Michael “What part of ‘no refund’ don’t you understand” O’Leary took himself away from the job of airline spokesperson last year, after he announced the company would be replacing its notoriously unhelpful customer service strategy with something of a charm offensive.
The secret weapon of said charm offensive was revealed as new chief marketing officer Kenny Jacobs and we suspect he has had his first coup. Getting rid of the Ryanair “cabin crew stunners” charity calendar.
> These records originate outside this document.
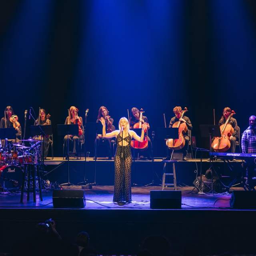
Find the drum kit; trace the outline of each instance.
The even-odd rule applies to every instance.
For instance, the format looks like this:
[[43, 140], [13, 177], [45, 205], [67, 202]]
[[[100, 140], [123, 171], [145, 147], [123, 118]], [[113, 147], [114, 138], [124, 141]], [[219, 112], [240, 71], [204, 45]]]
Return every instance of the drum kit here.
[[[28, 139], [20, 142], [22, 144], [6, 140], [7, 144], [5, 145], [4, 150], [0, 150], [0, 188], [3, 188], [4, 191], [5, 188], [20, 189], [27, 165], [37, 164], [40, 159], [41, 141]], [[26, 180], [25, 178], [25, 188], [28, 187]]]

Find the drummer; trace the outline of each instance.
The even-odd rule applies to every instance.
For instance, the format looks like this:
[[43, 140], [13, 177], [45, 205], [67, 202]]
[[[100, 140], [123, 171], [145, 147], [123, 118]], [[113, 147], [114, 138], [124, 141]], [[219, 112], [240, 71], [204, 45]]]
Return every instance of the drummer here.
[[[4, 110], [4, 115], [2, 117], [0, 121], [0, 128], [12, 128], [13, 127], [13, 123], [10, 120], [10, 118], [14, 114], [14, 112], [12, 108], [10, 106], [7, 106]], [[16, 138], [8, 139], [8, 142], [11, 142], [13, 143], [17, 142], [19, 141], [17, 137], [20, 136], [21, 134], [21, 127], [20, 125], [18, 127], [16, 128], [17, 131], [17, 133], [16, 134]], [[3, 148], [5, 147], [4, 140], [1, 140]]]

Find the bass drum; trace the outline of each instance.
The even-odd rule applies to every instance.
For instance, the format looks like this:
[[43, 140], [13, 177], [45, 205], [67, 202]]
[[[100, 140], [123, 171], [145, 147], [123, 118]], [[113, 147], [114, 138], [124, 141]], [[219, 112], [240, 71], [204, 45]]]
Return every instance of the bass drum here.
[[4, 165], [0, 167], [0, 184], [8, 189], [21, 187], [23, 171], [16, 165]]

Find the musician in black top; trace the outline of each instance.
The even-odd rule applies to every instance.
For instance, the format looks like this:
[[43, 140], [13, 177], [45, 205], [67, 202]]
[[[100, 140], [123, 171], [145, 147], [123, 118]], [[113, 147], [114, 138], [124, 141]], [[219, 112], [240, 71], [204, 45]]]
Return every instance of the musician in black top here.
[[[116, 130], [115, 127], [113, 125], [114, 119], [109, 116], [108, 109], [104, 106], [102, 106], [99, 109], [96, 122], [100, 123], [100, 120], [102, 117], [104, 118], [105, 120], [106, 132], [111, 132]], [[108, 160], [111, 160], [112, 159], [111, 140], [106, 138], [103, 138], [102, 134], [101, 134], [97, 135], [94, 141], [94, 156], [93, 158], [94, 160], [97, 159], [98, 148], [99, 145], [100, 144], [106, 145], [108, 150]]]
[[[223, 115], [219, 121], [219, 126], [220, 126], [222, 124], [225, 124], [227, 119], [231, 114], [231, 112], [232, 110], [230, 108], [226, 107], [224, 108], [222, 112]], [[236, 122], [236, 120], [234, 118], [233, 116], [231, 116], [228, 123], [230, 124], [234, 128], [234, 132], [228, 138], [230, 141], [230, 148], [227, 150], [227, 152], [235, 153], [236, 152], [236, 141], [238, 138], [239, 136], [238, 134], [237, 134], [237, 122]]]
[[[137, 108], [133, 107], [132, 108], [130, 118], [130, 129], [132, 129], [135, 124], [139, 122], [140, 115], [140, 111]], [[145, 123], [147, 126], [147, 130], [144, 136], [145, 138], [147, 139], [148, 142], [148, 148], [146, 150], [143, 151], [143, 154], [146, 155], [146, 156], [148, 160], [152, 160], [152, 143], [150, 138], [148, 137], [148, 132], [150, 128], [150, 126], [149, 125], [149, 123], [148, 123], [148, 120], [146, 116], [142, 115], [142, 120], [141, 120], [142, 124], [143, 124]], [[140, 159], [143, 159], [144, 156], [141, 154], [142, 154], [142, 153], [141, 151], [139, 152], [139, 154], [140, 155]]]
[[[173, 112], [174, 113], [175, 116], [174, 116], [170, 121], [169, 128], [172, 128], [173, 124], [178, 121], [180, 121], [181, 122], [185, 122], [187, 126], [187, 127], [188, 127], [188, 130], [184, 135], [184, 139], [185, 140], [185, 146], [181, 150], [182, 150], [182, 153], [183, 153], [183, 161], [186, 161], [187, 158], [186, 158], [186, 156], [188, 151], [189, 141], [190, 139], [190, 137], [188, 135], [188, 130], [192, 130], [192, 124], [191, 124], [190, 119], [187, 116], [183, 116], [182, 118], [180, 118], [182, 114], [182, 109], [181, 107], [178, 106], [176, 106], [173, 109]], [[167, 156], [165, 158], [163, 158], [163, 160], [170, 160], [170, 155], [171, 152], [172, 151], [171, 150], [168, 148]]]
[[[34, 125], [49, 125], [51, 124], [51, 120], [49, 119], [46, 118], [46, 112], [45, 109], [43, 108], [41, 108], [40, 109], [40, 116], [38, 116], [37, 119], [35, 121], [34, 124]], [[43, 140], [43, 138], [41, 137], [41, 135], [34, 136], [33, 138], [36, 140], [42, 141]], [[52, 142], [48, 136], [45, 136], [44, 141], [44, 157], [45, 159], [46, 159], [47, 155], [48, 155], [49, 146], [50, 143], [52, 143]], [[41, 145], [41, 148], [42, 150], [42, 145]]]
[[[13, 124], [10, 120], [10, 118], [14, 114], [12, 108], [10, 106], [7, 106], [4, 110], [4, 116], [2, 117], [0, 121], [0, 128], [12, 128]], [[16, 139], [8, 139], [8, 141], [13, 143], [18, 142], [19, 140], [18, 138], [18, 136], [20, 136], [21, 134], [21, 127], [20, 125], [15, 128], [17, 130], [16, 134]], [[2, 140], [2, 144], [3, 148], [4, 147], [4, 140]]]
[[[66, 121], [65, 121], [65, 124], [76, 124], [78, 120], [80, 121], [81, 126], [82, 127], [83, 119], [81, 116], [78, 116], [77, 115], [78, 109], [74, 106], [72, 106], [70, 107], [68, 111], [68, 116], [67, 116]], [[69, 141], [69, 148], [70, 150], [72, 150], [71, 152], [73, 152], [75, 156], [74, 157], [73, 160], [77, 160], [78, 159], [78, 153], [79, 151], [79, 143], [81, 143], [83, 140], [83, 135], [79, 135], [79, 134], [72, 134], [68, 135]], [[69, 157], [69, 155], [67, 153], [67, 147], [68, 146], [68, 135], [65, 135], [64, 137], [64, 152], [66, 154], [66, 158], [68, 159]]]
At yesterday’s first quarter results conference, Ryanair said it would have a “pause and think” about the calendar, in a bid to find something less, er, trashy, to raise money. Jacobs joked they might create a calendar featuring the management team in bikinis instead. It wasn’t too long ago the company was defending the boobstastic publication, claiming “there’s nothing demeaning about our people volunteering to raise money.” No, nothing at all, especially if they’ve got a nice pair, eh?
O’Leary admitted yesterday he wished he’d morphed into his new, cuddlier self earlier (well, the 152 per cent increase in Q1 profits agrees with him). The outspoken boss likened his old attitude to Millwall FC, with its famous chant “no one likes us, we don’t care”.
Perhaps these lyrics from O’Leary’s favourite team Man City and its anthem Blue Moon, are better suited now: “I heard someone whisper please adore me. And when I looked the moon had turned to gold.” That’s 152 per cent more gold.